A suite of Schematron tests contains many contexts where a bug in a document will make a Schematron assert fail or a report succeed, so it follows that for any new test suite and any reasonably sized but buggy document set, there will straight away be many assert and report messages produced by the tests. When that happens, how can you be sure your Schematron tests all worked as expected? How can you separate the expected results from the unexpected? What’s needed is a way to characterise the Schematron tests before you start as reporting only what they should, no more, and no less.

stf is a XProc pipeline that runs a Schematron test suite on test documents (that you create) and winnows out the expected results and report just the unexpected. stf uses a processing instruction (PI) in each of a set of (typically, small) test documents to indicate the test’s expected asserts and reports: the expected results are ignored, and all you see is what’s extra or missing. And when you have no more unexpected results from your test documents, you’re ready to use the Schematron on your real documents.

http://inasmuch.as/2011/12/21/schematron-testing-framework/

[5] In-Memory Representations of XML Documents with Low Memory Footprint

Stelios Joannou, University of Leicester, Rajeev Raman, University of Leicester

The SiXML initiative at the University of Leicester aims at using succinct, or space-efficient, data structures to reduce the memory footprint needed to hold and process XML documents in memory. Unlike normal data compression, SiXML's in-memory representation can often be manipulated in a similar manner to a standard XML document representation with very little slowdown. For example, SiXDOM, an implementation of DOM, has a memory footprint smaller (typically than the XML file on disk, and is able to support all the operations in DOM Core Level 1-3, except those that involve modification/updates to the tree). Tests show that SiXDOM 1.0 is only about 1.8 times slower than Xerces, and uses memory typically less than 50% of the file size while Xerces-C uses 500% of the file.

We report on the latest release of SiXDOM (SiXDOM 1.2), which has features over the last version (SDOM 1.0) presented at XML Prague 2010 including:

Fast, memory efficient parsing, using the Xerces-C and EXPAT SAX parser.
Cross platform support for languages like Java, TCL using interface bindings.
Upgrade to 64-bit, so has already been successfully tested to parse documents of size 4x larger than the largest document parsed in SDOM 1.0.

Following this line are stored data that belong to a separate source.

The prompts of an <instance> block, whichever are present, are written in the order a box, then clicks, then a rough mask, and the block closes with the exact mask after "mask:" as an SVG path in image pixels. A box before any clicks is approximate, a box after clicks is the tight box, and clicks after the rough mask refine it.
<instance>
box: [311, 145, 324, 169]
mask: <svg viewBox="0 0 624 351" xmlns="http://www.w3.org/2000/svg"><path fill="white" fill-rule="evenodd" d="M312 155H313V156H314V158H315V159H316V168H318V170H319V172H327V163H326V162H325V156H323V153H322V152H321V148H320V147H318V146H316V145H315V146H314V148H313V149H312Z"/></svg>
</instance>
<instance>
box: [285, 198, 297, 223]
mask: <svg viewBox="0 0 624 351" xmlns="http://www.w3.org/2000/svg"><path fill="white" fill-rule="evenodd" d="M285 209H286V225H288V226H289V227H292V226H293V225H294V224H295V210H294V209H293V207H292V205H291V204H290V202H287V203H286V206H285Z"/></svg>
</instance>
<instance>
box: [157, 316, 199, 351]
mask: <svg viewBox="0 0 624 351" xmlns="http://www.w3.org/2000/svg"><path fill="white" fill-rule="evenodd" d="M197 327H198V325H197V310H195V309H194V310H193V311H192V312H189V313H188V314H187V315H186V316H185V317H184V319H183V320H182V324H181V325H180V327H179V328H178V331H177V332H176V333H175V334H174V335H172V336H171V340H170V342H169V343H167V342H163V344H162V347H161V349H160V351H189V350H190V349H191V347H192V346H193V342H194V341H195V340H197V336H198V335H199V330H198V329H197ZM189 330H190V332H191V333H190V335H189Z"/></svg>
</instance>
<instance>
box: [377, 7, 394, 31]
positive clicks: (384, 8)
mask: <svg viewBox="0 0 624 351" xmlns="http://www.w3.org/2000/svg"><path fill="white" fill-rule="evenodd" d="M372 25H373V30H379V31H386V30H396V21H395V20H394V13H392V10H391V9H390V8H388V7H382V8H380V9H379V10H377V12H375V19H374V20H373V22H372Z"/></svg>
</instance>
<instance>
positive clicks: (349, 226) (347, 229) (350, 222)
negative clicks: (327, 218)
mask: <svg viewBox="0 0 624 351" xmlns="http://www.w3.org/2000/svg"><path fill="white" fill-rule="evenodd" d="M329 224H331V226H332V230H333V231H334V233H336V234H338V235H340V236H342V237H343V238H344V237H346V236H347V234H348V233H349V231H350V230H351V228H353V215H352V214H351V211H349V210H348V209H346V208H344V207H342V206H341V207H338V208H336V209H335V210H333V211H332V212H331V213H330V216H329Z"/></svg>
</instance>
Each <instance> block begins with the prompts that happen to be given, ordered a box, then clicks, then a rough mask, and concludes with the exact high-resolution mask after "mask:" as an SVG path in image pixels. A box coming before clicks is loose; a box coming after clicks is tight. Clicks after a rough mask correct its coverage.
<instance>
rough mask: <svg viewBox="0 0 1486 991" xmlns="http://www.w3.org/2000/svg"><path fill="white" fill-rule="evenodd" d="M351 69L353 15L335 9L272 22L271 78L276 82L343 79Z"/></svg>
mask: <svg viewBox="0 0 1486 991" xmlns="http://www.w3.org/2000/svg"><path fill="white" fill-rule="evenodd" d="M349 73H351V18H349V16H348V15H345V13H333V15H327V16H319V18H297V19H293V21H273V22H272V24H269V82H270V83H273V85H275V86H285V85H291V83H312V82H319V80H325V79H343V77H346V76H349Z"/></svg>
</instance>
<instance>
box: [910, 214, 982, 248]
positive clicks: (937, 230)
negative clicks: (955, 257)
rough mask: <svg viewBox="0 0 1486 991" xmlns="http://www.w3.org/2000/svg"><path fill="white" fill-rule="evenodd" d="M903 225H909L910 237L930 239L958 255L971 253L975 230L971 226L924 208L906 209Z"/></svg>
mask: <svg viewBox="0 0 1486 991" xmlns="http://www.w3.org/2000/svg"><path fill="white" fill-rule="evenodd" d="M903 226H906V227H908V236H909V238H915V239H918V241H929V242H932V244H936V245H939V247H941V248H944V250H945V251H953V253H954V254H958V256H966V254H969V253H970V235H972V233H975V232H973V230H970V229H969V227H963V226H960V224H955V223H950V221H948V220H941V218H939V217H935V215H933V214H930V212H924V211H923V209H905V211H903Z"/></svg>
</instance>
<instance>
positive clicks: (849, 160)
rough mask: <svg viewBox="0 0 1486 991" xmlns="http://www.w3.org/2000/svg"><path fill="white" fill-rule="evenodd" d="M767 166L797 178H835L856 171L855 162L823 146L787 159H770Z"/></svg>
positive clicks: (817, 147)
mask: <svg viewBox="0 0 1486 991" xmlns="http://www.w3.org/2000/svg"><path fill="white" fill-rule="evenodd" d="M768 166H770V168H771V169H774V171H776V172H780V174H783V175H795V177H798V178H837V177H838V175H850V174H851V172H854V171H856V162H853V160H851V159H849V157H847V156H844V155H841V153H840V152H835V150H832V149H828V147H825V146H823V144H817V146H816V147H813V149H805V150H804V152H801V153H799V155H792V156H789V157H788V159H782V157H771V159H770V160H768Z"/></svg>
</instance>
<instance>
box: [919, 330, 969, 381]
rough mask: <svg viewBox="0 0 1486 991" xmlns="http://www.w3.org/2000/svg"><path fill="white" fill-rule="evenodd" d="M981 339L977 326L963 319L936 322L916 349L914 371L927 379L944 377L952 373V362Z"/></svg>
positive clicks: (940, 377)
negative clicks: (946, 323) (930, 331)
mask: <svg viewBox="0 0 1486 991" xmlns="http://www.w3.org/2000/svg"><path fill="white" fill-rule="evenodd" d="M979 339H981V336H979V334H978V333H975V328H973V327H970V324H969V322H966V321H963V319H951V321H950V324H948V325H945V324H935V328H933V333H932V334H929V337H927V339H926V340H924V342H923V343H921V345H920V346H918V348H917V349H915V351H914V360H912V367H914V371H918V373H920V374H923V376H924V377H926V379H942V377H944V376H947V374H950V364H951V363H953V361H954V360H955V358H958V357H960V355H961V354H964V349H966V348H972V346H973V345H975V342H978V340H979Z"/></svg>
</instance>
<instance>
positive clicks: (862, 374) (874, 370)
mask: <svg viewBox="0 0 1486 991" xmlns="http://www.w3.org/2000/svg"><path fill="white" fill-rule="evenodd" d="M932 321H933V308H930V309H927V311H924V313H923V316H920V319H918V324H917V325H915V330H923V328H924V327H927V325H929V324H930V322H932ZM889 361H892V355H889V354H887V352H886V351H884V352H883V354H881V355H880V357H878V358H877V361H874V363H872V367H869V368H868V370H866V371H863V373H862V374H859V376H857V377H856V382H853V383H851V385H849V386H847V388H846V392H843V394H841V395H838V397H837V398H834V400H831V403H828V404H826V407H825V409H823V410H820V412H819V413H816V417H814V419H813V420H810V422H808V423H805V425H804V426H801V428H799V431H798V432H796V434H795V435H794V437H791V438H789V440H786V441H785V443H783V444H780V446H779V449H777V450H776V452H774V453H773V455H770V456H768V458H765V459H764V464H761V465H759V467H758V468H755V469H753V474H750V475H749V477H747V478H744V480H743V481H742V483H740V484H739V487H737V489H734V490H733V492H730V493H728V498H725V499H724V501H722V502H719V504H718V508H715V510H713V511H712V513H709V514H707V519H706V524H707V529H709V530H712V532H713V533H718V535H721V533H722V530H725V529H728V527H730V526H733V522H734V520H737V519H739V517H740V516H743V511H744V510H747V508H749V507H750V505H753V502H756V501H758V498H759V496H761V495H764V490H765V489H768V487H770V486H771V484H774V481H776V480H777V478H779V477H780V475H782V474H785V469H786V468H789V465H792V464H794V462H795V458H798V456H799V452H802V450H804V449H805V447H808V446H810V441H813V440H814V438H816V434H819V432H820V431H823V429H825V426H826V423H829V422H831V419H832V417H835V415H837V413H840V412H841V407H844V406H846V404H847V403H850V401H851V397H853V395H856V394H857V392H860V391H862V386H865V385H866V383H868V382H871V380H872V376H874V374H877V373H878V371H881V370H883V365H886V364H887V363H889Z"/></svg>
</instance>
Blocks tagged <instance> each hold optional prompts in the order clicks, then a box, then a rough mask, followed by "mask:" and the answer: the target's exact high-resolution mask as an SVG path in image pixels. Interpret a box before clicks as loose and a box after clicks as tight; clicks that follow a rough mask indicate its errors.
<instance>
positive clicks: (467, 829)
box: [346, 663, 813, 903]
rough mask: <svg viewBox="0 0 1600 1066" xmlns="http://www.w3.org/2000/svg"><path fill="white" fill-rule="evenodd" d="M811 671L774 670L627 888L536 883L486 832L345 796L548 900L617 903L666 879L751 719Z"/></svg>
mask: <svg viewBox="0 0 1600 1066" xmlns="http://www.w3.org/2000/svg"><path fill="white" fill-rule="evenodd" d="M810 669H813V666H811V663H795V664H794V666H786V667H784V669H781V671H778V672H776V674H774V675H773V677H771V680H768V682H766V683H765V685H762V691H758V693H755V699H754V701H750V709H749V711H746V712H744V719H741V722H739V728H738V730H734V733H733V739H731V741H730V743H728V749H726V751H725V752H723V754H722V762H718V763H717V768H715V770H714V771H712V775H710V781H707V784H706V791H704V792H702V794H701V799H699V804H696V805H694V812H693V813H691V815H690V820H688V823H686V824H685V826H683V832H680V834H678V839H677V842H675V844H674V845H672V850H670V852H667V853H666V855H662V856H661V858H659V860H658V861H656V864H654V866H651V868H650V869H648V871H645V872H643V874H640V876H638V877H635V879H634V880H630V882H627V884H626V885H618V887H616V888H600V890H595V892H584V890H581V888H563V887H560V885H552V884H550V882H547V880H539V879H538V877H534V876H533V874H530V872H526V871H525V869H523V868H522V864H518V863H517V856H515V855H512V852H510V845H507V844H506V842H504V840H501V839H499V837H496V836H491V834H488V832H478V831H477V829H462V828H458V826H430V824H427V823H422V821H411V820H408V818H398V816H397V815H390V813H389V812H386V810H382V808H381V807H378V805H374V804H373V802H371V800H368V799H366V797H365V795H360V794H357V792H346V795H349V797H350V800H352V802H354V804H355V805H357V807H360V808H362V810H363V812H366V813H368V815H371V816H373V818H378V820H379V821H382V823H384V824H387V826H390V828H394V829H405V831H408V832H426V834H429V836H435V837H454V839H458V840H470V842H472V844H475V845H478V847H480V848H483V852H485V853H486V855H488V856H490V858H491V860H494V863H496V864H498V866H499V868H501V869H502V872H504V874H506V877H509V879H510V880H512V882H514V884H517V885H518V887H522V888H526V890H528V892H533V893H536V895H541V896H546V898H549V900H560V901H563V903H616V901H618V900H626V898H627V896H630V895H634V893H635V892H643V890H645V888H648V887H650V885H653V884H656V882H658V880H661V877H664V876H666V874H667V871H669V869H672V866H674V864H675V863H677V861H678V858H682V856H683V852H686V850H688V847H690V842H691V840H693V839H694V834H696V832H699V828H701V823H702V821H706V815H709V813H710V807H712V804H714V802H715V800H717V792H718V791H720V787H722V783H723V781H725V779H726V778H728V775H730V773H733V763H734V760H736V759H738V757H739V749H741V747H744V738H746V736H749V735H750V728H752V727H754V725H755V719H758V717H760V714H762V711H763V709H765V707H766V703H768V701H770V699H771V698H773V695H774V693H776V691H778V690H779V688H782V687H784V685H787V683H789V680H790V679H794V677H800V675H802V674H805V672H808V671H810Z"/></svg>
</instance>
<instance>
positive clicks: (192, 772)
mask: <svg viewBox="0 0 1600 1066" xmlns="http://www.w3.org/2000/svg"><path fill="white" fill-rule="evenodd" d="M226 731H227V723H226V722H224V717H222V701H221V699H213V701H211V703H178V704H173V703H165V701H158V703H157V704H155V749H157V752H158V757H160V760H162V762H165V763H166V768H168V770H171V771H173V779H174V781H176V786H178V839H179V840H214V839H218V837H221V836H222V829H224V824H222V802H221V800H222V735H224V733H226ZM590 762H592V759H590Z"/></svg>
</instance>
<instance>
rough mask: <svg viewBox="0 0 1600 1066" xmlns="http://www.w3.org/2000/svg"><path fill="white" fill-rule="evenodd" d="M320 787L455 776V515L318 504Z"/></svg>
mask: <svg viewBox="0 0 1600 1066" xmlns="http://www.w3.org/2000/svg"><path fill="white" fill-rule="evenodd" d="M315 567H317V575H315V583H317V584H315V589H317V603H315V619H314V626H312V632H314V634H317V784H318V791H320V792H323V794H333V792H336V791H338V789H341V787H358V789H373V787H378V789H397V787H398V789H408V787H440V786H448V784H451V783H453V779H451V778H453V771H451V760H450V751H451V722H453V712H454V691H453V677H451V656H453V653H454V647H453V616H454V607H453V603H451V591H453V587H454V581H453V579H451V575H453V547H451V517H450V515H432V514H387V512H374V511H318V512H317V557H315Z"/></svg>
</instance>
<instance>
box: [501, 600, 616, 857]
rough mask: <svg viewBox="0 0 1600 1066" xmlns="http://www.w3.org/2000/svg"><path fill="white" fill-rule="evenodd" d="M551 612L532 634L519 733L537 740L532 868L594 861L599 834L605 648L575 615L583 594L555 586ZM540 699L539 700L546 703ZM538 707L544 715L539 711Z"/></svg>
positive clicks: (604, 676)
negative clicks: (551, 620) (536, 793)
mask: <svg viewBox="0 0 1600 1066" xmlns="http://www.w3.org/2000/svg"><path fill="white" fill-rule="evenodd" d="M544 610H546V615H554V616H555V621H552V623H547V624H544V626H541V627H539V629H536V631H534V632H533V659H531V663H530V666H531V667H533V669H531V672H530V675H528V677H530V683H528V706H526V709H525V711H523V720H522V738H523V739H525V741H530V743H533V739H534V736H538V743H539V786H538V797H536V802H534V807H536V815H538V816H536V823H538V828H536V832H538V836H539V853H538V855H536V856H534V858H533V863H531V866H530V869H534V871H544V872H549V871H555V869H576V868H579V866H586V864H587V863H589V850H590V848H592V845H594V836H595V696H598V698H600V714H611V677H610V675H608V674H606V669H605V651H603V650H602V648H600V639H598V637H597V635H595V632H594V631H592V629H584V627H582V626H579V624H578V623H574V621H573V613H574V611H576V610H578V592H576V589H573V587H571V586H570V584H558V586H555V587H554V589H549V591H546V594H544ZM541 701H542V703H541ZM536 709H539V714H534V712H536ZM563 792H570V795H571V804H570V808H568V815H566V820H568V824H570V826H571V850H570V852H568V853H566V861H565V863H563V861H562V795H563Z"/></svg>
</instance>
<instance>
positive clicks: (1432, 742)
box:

We also report on current research in succinct data structures with a view towards improving XML representations. These include dynamizing succinct representations - allowing us to efficiently make changes to the underlying data structures - which will eventually lead to support for the dynamic operations in DOM, and experiments with operating on the XML document represented as a directed acyclic graph obtained by sharing identical subtrees.

[6] Defining an (XML?) Vocabulary for Heterogeneous Audiences – Pains and Benefits

Felix Sasaki, DFKI

Web-focused vocabularies are being made available in more and more formats like RDFa, Microdata or Microformats. These examples are only the tip of the iceberg. In the deep Web the same vocabulary may be available as XML, within relational databases, proprietary CMS storage etc. The situation is complicated by different usages for the data: publishing on the Web, analysis, merging with other (non Web) data sources etc.

We report about a project that aims at defining a metadata vocabulary to be available on the Web (e.g. as RDFa), in various deep Web, XML-based and other formats, and as part of different workflows. The purpose of the metadata vocabulary is to enhance language related technologies (e.g. machine translation) and workflows (e.g. translation and localization).

XML plays a crucial role as a format for producing content. The challenge for us is to convince XML author and tool developers to take the pain of implementing awareness of the metadata, even if it is not consumed in the XML tool chain. We argue that making the effort of bridging to different data formats will be beneficial for the XML authors too: they can reach out to new, (global) audiences and customers.